Given the public wariness about wearable devices and their capabilities for collecting data, allowing the company to get that close raises the question: How will Google handle this data? Or, for that matter, how can any company stepping into a new world of collecting sensitive medical data deal with the security concerns?
It’s a question that Google officials have clearly thought a lot about, said Joseph Lorenzo Hall, chief technologist at the Center for Democracy & Technology, who was briefed on the lens before the company’s Thursday announcement. Hall said that Google assured him that the data would not be added to the company’s banks of personal information gathered from other services.
“The data will never hit Google’s servers,” he said. “That’s a forward-thinking affirmative claim that they’re making. That is important.”
The soft contact lens that Google is unveiling — it’s still a prototype — houses a sensor that measures the glucose levels in tears. A tiny pinhole in the lens lets tear fluid seep over the glucose monitor to get regular readings. Right now, the company said, it can get a level reading once every second. The lens also features a tiny antenna, capacitor and controller so that the information gathered from the lens can move from the eye to a device — such as a handheld monitor — where that data can be read and analyzed. It will draw its power from that device and communicate with it using a wireless technology known as RFID.
Given the sensitive nature of the data, Hall said, Google has also said it will make sure any data transferred from the lens cannot be manipulated — something that could have potentially fatal consequences if patients inject the wrong amount of insulin. Google has also worked to build in safeguards against other kinds of problems, such as a piece that is similar to a circuit breaker to prevent the lens from overheating.
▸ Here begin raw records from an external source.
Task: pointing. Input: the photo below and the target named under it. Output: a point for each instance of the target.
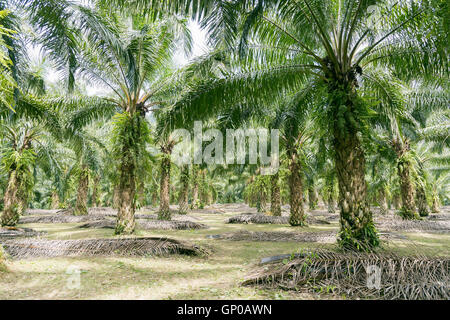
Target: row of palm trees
(322, 72)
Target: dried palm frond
(148, 224)
(321, 236)
(32, 212)
(260, 218)
(14, 232)
(30, 248)
(61, 218)
(395, 223)
(169, 225)
(355, 274)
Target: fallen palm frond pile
(394, 223)
(321, 236)
(31, 248)
(147, 224)
(368, 275)
(260, 218)
(235, 207)
(169, 225)
(439, 217)
(61, 218)
(14, 232)
(2, 261)
(32, 212)
(100, 224)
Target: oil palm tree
(133, 63)
(341, 44)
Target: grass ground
(217, 276)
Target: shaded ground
(236, 252)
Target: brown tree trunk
(116, 197)
(275, 199)
(435, 206)
(154, 198)
(125, 223)
(141, 193)
(262, 201)
(11, 211)
(297, 215)
(183, 201)
(408, 210)
(422, 205)
(195, 201)
(383, 201)
(83, 187)
(55, 200)
(95, 199)
(203, 190)
(357, 229)
(312, 198)
(164, 209)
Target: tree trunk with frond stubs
(382, 201)
(116, 197)
(95, 196)
(312, 198)
(275, 199)
(11, 211)
(357, 231)
(164, 208)
(297, 214)
(408, 209)
(125, 223)
(435, 208)
(195, 201)
(55, 200)
(82, 192)
(183, 200)
(421, 202)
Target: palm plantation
(356, 89)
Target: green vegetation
(91, 93)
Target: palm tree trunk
(357, 228)
(297, 214)
(312, 198)
(408, 210)
(125, 222)
(435, 206)
(141, 193)
(95, 199)
(194, 187)
(382, 201)
(10, 216)
(396, 201)
(262, 201)
(83, 187)
(422, 205)
(164, 209)
(275, 199)
(183, 201)
(154, 198)
(116, 197)
(55, 200)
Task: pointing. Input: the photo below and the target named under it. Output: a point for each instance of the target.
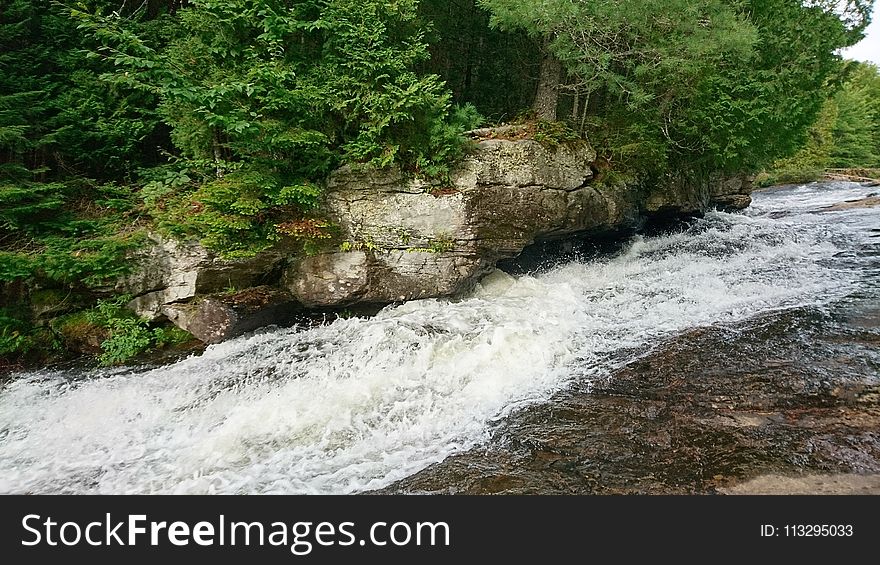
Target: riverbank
(732, 349)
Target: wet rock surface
(787, 404)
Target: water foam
(359, 403)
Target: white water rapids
(359, 403)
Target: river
(551, 381)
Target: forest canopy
(221, 119)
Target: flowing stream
(360, 403)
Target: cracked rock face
(408, 239)
(413, 240)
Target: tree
(854, 132)
(264, 97)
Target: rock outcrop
(405, 239)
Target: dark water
(739, 346)
(790, 399)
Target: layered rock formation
(406, 239)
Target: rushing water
(360, 403)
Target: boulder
(408, 239)
(170, 271)
(405, 239)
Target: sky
(869, 48)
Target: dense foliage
(220, 119)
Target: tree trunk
(547, 97)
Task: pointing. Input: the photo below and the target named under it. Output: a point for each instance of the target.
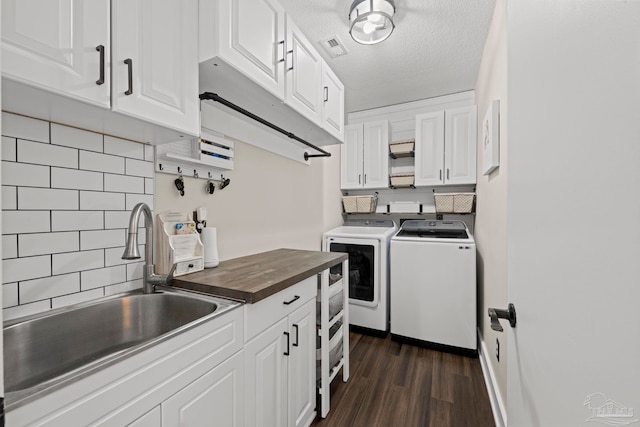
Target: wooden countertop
(255, 277)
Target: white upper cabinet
(60, 46)
(137, 58)
(460, 145)
(429, 148)
(155, 61)
(251, 38)
(304, 75)
(332, 103)
(445, 150)
(351, 157)
(365, 156)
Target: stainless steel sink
(41, 352)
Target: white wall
(272, 202)
(491, 206)
(573, 210)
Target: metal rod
(215, 97)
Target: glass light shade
(371, 21)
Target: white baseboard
(497, 405)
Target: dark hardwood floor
(395, 384)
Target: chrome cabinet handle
(295, 344)
(496, 313)
(290, 52)
(294, 299)
(286, 352)
(129, 63)
(100, 81)
(283, 52)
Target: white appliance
(367, 243)
(433, 285)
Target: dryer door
(364, 268)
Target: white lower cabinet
(280, 360)
(214, 399)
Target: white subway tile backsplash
(8, 148)
(14, 222)
(48, 287)
(134, 199)
(122, 287)
(76, 179)
(113, 256)
(9, 197)
(10, 246)
(76, 220)
(9, 295)
(148, 186)
(46, 198)
(47, 243)
(99, 239)
(75, 138)
(124, 148)
(24, 174)
(123, 183)
(134, 271)
(26, 309)
(139, 168)
(77, 261)
(148, 153)
(101, 277)
(94, 200)
(16, 269)
(77, 298)
(120, 219)
(25, 127)
(47, 154)
(101, 162)
(67, 194)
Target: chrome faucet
(131, 251)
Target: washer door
(364, 268)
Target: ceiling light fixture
(371, 21)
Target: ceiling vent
(333, 46)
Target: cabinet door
(332, 103)
(53, 45)
(302, 363)
(429, 149)
(252, 36)
(376, 154)
(216, 398)
(265, 385)
(351, 160)
(460, 145)
(155, 62)
(153, 418)
(303, 75)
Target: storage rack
(327, 289)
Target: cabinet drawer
(261, 315)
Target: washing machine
(367, 243)
(433, 285)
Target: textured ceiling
(434, 50)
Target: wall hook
(224, 182)
(210, 187)
(179, 183)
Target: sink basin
(44, 351)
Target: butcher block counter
(255, 277)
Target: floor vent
(333, 46)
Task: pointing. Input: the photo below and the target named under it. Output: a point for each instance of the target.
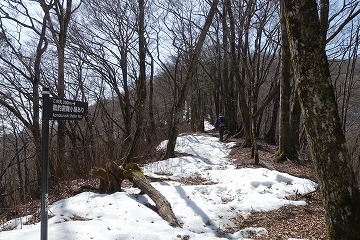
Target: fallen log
(135, 175)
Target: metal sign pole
(45, 165)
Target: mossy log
(164, 208)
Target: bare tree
(58, 27)
(322, 122)
(21, 70)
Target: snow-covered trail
(204, 209)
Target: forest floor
(305, 222)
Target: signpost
(54, 109)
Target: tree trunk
(322, 122)
(140, 88)
(244, 108)
(284, 151)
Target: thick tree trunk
(322, 122)
(285, 150)
(163, 206)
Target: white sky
(204, 210)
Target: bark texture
(163, 206)
(322, 122)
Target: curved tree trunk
(322, 122)
(163, 206)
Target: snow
(204, 210)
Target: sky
(204, 210)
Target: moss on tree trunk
(322, 122)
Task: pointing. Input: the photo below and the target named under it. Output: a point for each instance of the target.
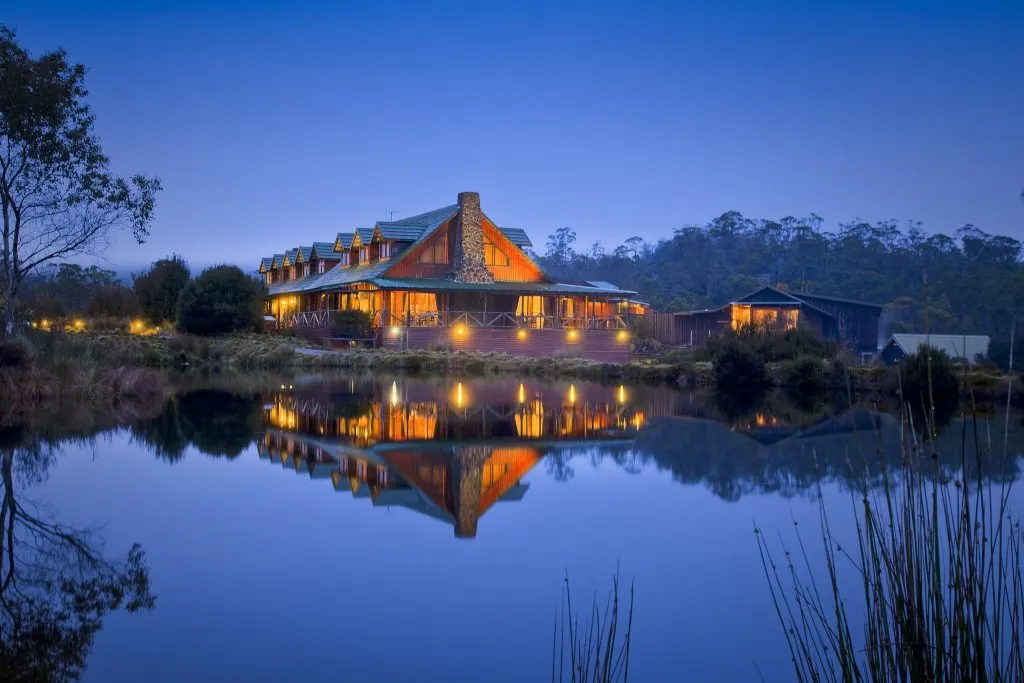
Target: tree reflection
(55, 584)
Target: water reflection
(55, 584)
(448, 450)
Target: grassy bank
(94, 364)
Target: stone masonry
(469, 263)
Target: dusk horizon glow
(273, 127)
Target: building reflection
(450, 451)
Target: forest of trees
(971, 283)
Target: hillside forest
(969, 283)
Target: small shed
(963, 347)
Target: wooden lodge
(853, 323)
(448, 278)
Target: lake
(330, 527)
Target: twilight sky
(273, 124)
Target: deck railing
(469, 318)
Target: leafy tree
(58, 198)
(559, 247)
(222, 299)
(160, 287)
(113, 301)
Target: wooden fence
(662, 327)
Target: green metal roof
(400, 231)
(516, 236)
(441, 285)
(345, 239)
(324, 250)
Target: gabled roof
(851, 302)
(400, 231)
(344, 241)
(968, 347)
(324, 249)
(516, 236)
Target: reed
(596, 650)
(939, 594)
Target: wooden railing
(470, 318)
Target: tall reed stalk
(940, 594)
(597, 651)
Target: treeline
(970, 283)
(220, 299)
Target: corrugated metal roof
(517, 236)
(968, 347)
(324, 249)
(400, 231)
(345, 239)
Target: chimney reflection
(451, 451)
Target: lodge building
(446, 278)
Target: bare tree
(57, 196)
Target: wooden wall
(660, 327)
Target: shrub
(115, 301)
(806, 376)
(351, 325)
(159, 288)
(222, 299)
(15, 352)
(736, 367)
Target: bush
(15, 352)
(929, 385)
(806, 377)
(113, 301)
(351, 325)
(222, 299)
(737, 368)
(159, 289)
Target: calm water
(400, 529)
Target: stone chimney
(468, 242)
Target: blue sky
(275, 124)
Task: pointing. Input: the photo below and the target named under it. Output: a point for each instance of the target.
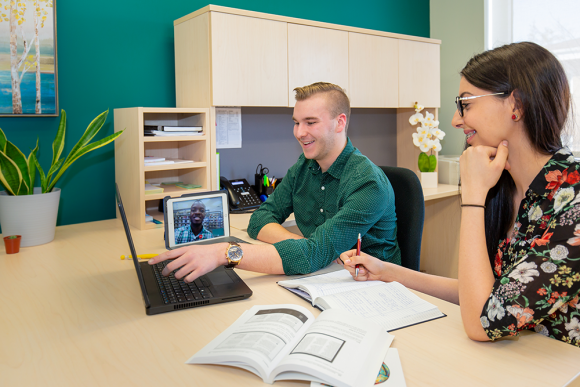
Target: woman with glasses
(519, 242)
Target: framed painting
(28, 76)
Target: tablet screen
(196, 218)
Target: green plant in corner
(17, 172)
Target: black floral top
(537, 271)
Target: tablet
(196, 219)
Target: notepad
(388, 304)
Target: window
(551, 24)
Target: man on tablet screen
(195, 230)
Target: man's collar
(337, 167)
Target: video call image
(199, 219)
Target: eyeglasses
(460, 105)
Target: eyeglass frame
(460, 105)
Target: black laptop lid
(132, 248)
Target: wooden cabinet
(373, 71)
(132, 147)
(419, 74)
(231, 57)
(231, 60)
(316, 55)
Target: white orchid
(427, 138)
(418, 139)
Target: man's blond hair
(338, 102)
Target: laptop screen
(196, 218)
(132, 247)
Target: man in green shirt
(334, 191)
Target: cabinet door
(419, 75)
(373, 71)
(249, 61)
(316, 55)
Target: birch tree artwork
(27, 58)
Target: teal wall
(458, 45)
(115, 54)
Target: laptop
(166, 294)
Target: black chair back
(410, 210)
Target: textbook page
(338, 349)
(258, 340)
(390, 374)
(390, 305)
(326, 284)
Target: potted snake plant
(31, 211)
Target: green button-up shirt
(331, 208)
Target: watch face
(235, 253)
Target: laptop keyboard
(174, 290)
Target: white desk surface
(72, 315)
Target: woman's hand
(370, 269)
(481, 167)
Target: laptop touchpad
(219, 278)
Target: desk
(72, 315)
(440, 242)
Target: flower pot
(12, 244)
(429, 179)
(32, 216)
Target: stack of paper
(181, 133)
(151, 189)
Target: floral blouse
(537, 271)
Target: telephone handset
(241, 195)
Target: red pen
(357, 254)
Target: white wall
(459, 24)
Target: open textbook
(390, 375)
(286, 342)
(388, 304)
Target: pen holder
(259, 181)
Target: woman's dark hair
(542, 95)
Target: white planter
(32, 216)
(429, 179)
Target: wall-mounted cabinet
(133, 146)
(316, 55)
(373, 71)
(419, 74)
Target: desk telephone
(241, 196)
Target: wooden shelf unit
(132, 147)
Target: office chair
(410, 210)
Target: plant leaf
(43, 180)
(20, 160)
(58, 143)
(432, 163)
(54, 168)
(9, 174)
(423, 162)
(32, 168)
(90, 132)
(83, 151)
(2, 141)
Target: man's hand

The National Diabetes Education Program estimates that 382 million people worldwide and 25.8 million Americans have diabetes. That means that every day — multiple times a day — more than 8 percent of people in this country must take time out to prick themselves to test their blood levels.
“It’s disruptive, and it’s painful,” Google project co-founders Brian Otis and Babak Parviz said in the blog post. “And, as a result, many people with diabetes check their blood glucose less often than they should.”
Physicians and medical researchers have thought about ways to measure glucose through the fluid in the eye for years, but have had trouble figuring out how best to capture and analyze those tears. Some companies, such as EyeSense
, have developed their own products to embed sensors in the eye to measure these levels, while other companies, such as Freedom Meditech, have explored measuring glucose levels through the eye by using light.
Parviz — who once led the Google Glass team — and Otis were colleagues at the University of Washington before moving over to Google’s department for developing “moonshot” projects, Google[x]. The company is still in the early days of the smart contact lens project, but officials said that it is in discussions with the Food and Drug Administration to figure out how to bring the product to market.
Hall is excited about the product but said that if the device interacts with apps from other companies, consumers will have to trust their security, too.
“One thing I do worry about is mobile security itself. It is a miasma, and the app that’s developed to use with this is probably going to be made by someone else,” he said. “Whoever is making that app will have to answer those questions. But they haven’t been answered yet because we haven’t gotten that far down the line.”